Abroad, Gorbachev’s reforms meant ending the 40-year Cold War and its attendant arms race, which had imperiled the United States and the Soviet Union -- and the rest of the world -- with tens of thousands of nuclear weapons. Here, too, having found willing partners first in President Reagan and then President Bush, Gorbachev’s initiatives were remarkably successful. By mid-1988, standing in Red Square, no less, Reagan had declared that the Soviet Union was no longer an “evil empire,” and in December 1989, at a summit meeting in Malta, Bush and Gorbachev announced that the Cold War was over. Treaties providing for major arms reductions were signed, and even more far-reaching ones were being negotiated.
Gorbachev’s policies bore historic fruit at home and abroad, so there was no reason for them to end when the state was dissolved in 1991 and Gorbachev was forced out. But they did.
Boris N. Yeltsin, Gorbachev’s successor, abruptly jettisoned his predecessor’s evolutionary approach for the old Russian tradition of imposing unpopular changes on the nation from above -- first the abolition of the Soviet Union itself, then the economic measures known as “shock therapy.”
Not surprisingly, those acts led to more undemocratic ones in the 1990s (supported, it should be recalled, by the Clinton administration and most U.S. media and academic Russia-watchers).
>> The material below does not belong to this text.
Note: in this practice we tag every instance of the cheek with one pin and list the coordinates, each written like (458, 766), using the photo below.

These included Yeltsin’s armed dissolution of the elected parliament, oligarchic privatization, the war in Chechnya, increasingly corrupted mass media and elections.
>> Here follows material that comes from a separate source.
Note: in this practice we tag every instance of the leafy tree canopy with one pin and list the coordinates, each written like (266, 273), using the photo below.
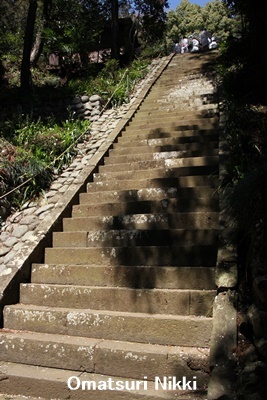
(189, 18)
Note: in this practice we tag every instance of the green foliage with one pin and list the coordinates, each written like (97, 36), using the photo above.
(189, 18)
(36, 149)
Today’s Russian president, Vladimir V. Putin, may be further undoing Gorbachev’s democratic achievements, but the process began when Yeltsin abandoned perestroika.
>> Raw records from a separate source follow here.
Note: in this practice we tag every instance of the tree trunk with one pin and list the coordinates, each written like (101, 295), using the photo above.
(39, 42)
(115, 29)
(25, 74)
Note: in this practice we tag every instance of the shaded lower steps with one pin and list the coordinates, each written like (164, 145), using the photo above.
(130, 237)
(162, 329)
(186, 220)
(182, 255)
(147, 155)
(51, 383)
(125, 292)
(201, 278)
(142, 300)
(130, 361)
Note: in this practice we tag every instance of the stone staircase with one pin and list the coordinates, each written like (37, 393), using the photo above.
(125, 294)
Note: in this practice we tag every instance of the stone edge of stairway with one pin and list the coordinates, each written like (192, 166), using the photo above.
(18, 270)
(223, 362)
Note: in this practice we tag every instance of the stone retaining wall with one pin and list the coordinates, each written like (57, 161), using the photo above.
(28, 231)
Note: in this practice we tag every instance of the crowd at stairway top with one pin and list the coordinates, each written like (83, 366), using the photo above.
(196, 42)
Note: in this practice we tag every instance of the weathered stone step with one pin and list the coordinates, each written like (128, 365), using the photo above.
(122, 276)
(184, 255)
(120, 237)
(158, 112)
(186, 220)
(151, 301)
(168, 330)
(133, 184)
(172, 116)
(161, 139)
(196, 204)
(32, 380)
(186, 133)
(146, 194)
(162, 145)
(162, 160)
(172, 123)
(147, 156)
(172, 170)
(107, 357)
The opportunities that Gorbachev created for international relations have also been missed, perhaps even lost, but this is primarily because of the United States. Instead of embracing post-Soviet Russia as an equal partner in ending the Cold War and the arms race, the Clinton and the George W. Bush administrations undertook a triumphalist, winner-take-all policy of extracting unilateral concessions first from Yeltsin and then from Putin. Among the counterproductive American moves have been: the eastward expansion of NATO (thereby breaking a promise the first President Bush made to Gorbachev); the American withdrawal from the Anti-Ballistic Missile Treaty, which had discouraged a new nuclear arms race; the bogus nuclear weapons reduction treaty of 2002; and the ongoing military encirclement of Russia with U.S. and NATO bases in former Soviet territories.
Those unwise U.S. policies, which in Moscow are viewed as attempts to isolate and “contain” Russia, are leading to a new Cold War. They have already badly eroded the political basis for any pro-American orientation in Moscow and have persuaded most Russian officials that their country’s salvation lies in reverting to pre-perestroika governing traditions and in finding strategic allies again in the East. Militarily weak and financially unstable, the Kremlin has also reacted by clinging to its nuclear arsenal -- whose security is uncertain -- even expanding instead of reducing it. The current Bush administration has apparently decided, for other reasons, to do the same. A new nuclear arms race already looms.
Twenty years later, then, little, if anything, is left of the historic opportunities Gorbachev opened up for his country and the world. Their loss may be the worst, and most unnecessary, political tragedy of our time. (Those of us who know Gorbachev have heard him speak of this with great sadness.)
Yet there remains the hope, at least in Russia, that as sometimes happens in history the memory of lost alternatives will one day inspire efforts to regain them. But that would require new perestroika-like leadership in both countries.